Kuderer and James agree the #MeToo movement was on the minds of legislators when they voted 42-5 in the Senate and 97-1 in the House to approve SB 6027.
In fact, during a public hearing about the bill, the chair of the House Judiciary Committee, Rep. Laurie Jinkins, D-Tacoma, said “I guess we would call this the Weinstein bill” in reference to movie mogul Harvey Weinstein who has been accused of sexually harassing and abusing multiple actresses and employees.
There are three instances in which medical records and communication up to two years before the alleged unlawful act can be seen as part of discovery:
• If the plaintiff relies on the records or is using a health-care provider or expert to testify;
• If the plaintiff suffers from a diagnosable physical or psychiatric injury such as depression or post-traumatic stress disorder that she or he is seeking compensation for;
• If the plaintiff claims an employer is failing to accommodate a disability or is discriminating on the basis of the disability.
James said the law takes things a step backward.
“Eliminating the ability to get medical records tips the balance against employers,” he said.
The law’s passage stems from and essentially reverses a 2013 state Court of Appeals Division I decision in Lodis v.

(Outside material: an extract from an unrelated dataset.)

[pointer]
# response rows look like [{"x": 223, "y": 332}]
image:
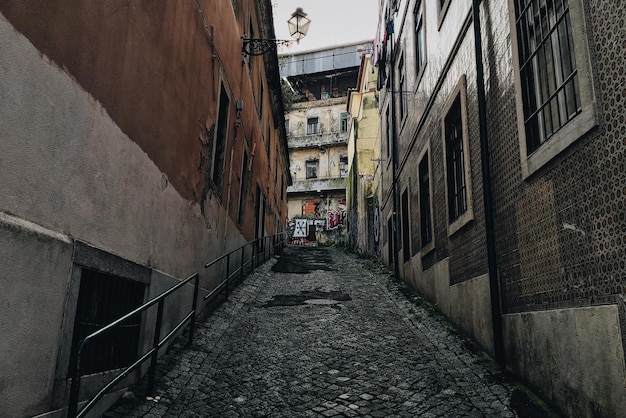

Corbis Holdings Inc. that ruled plaintiffs must produce mental-health records when seeking emotional harm or distress in a discrimination suit.
That case began when Steven Lodis was fired and then filed an age-discrimination and retaliation lawsuit against Corbis, a digital image and stock photography supply company. A King County Superior Court judge struck down Lodis’ emotional-harm damage claim after he refused to show his medical records with two psychologists during discovery.
Lodis appealed, but the Court of Appeals agreed with the prior ruling that Lodis must turn over his records. When Lodis did show his health records, he lost his case.